A parcel of land steeped in Fenton’s rich history may be the future location of residential development of some kind.

 The city owns the 1.41 acres of land at High and State roads, where the historic old Baptist Minister’s home, also known as the old seminary, once stood. The 147-year-old seminary building was demolished almost four years ago in September 2015.

 The city now owns the property as a result of unpaid

taxes by the previous owner, and has been debating what to do with the vacant parcel, with its sale being at the top of the list.

 Steven Melcher of The Steven Melcher Group of Berkshire

Hathaway Home Services in Fenton said last week that he has a verbal agreement with the city to market the property. He said the city would like to sell its parcel as one with the adjacent property owner.

 In 2017, City Manager Lynn Markland began discussions with Tim Scarberry representing The Scarberry Family Trust, which owns the adjacent 6.95 acres around the corner on State Road.

 Melcher and his group are actively seeking builders who may be interested in purchasing the properties, which together represent more than 8 acres. They have not yet settled on a price tag for the combined properties, he said.

 In December 2017, Tim Scarberry said, “Putting them together would be a game changer.” He said at the time that he is very much in favor of collaborating with the city to market their vacant properties together.

 “If the two properties merged, it would become a really nice project,” Scarberry said. “It would uplift that entire area.”

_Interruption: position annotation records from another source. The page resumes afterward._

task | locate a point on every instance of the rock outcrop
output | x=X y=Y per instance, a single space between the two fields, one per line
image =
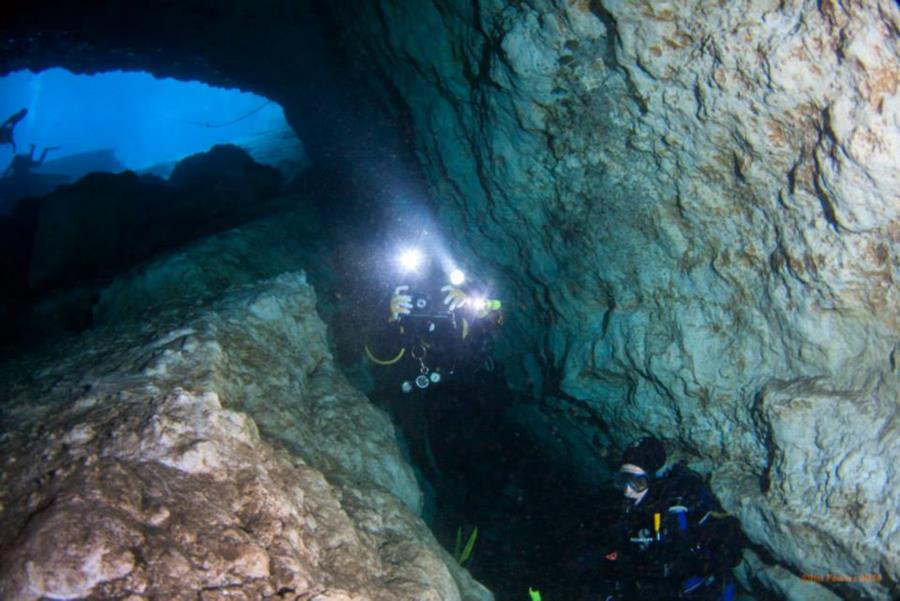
x=211 y=450
x=695 y=208
x=692 y=206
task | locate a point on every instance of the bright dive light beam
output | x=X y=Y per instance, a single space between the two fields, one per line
x=410 y=259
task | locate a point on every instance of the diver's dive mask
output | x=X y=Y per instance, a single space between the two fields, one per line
x=637 y=482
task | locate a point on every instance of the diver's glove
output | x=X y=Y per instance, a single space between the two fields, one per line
x=455 y=298
x=401 y=304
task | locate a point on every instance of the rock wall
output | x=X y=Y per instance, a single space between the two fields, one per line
x=209 y=450
x=694 y=209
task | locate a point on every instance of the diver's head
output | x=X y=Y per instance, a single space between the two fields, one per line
x=640 y=462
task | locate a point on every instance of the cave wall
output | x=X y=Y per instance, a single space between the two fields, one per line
x=207 y=447
x=694 y=209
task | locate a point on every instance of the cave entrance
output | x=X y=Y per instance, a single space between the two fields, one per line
x=62 y=126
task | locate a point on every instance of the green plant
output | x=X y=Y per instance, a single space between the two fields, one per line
x=464 y=553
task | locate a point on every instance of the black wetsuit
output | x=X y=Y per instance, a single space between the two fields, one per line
x=689 y=555
x=431 y=339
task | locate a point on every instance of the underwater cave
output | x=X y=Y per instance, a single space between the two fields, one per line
x=446 y=300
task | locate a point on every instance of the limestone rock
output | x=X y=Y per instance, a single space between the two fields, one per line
x=214 y=451
x=694 y=206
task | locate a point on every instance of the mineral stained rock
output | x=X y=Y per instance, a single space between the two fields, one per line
x=213 y=451
x=695 y=205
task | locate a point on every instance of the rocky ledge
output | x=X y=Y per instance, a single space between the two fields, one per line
x=213 y=451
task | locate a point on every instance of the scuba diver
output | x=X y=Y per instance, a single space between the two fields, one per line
x=430 y=328
x=673 y=541
x=22 y=164
x=6 y=129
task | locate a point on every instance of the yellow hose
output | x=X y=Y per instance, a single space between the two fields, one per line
x=383 y=362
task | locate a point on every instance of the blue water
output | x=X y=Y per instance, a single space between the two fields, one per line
x=146 y=120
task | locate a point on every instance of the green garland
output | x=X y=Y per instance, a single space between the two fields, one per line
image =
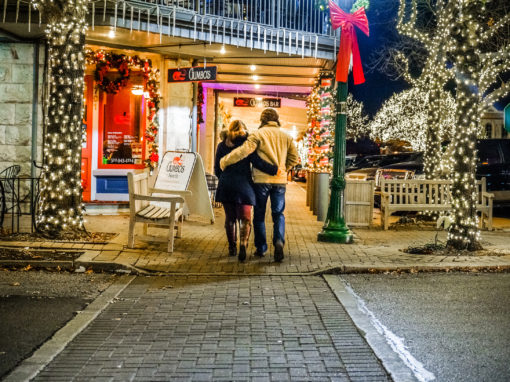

 Builders who may be interested in these properties may call Melcher at (810) 513-1561 for more information.


 In November 2013, the building sustained significant damage during a rainstorm with high winds. The subsequent harsh winters of 2013-2015 resulted in further destruction of the deteriorating building, which was near ruins when it was torn down. The structure had collapsed completely on the east side, with rooms and debris on all three floors exposed.

 An engineering study in early 2015 resulted in a recommendation to demolish the building. The 10,000-square-foot mansion, built in 1868, had been listed on the National Register of Historic Places since 1983.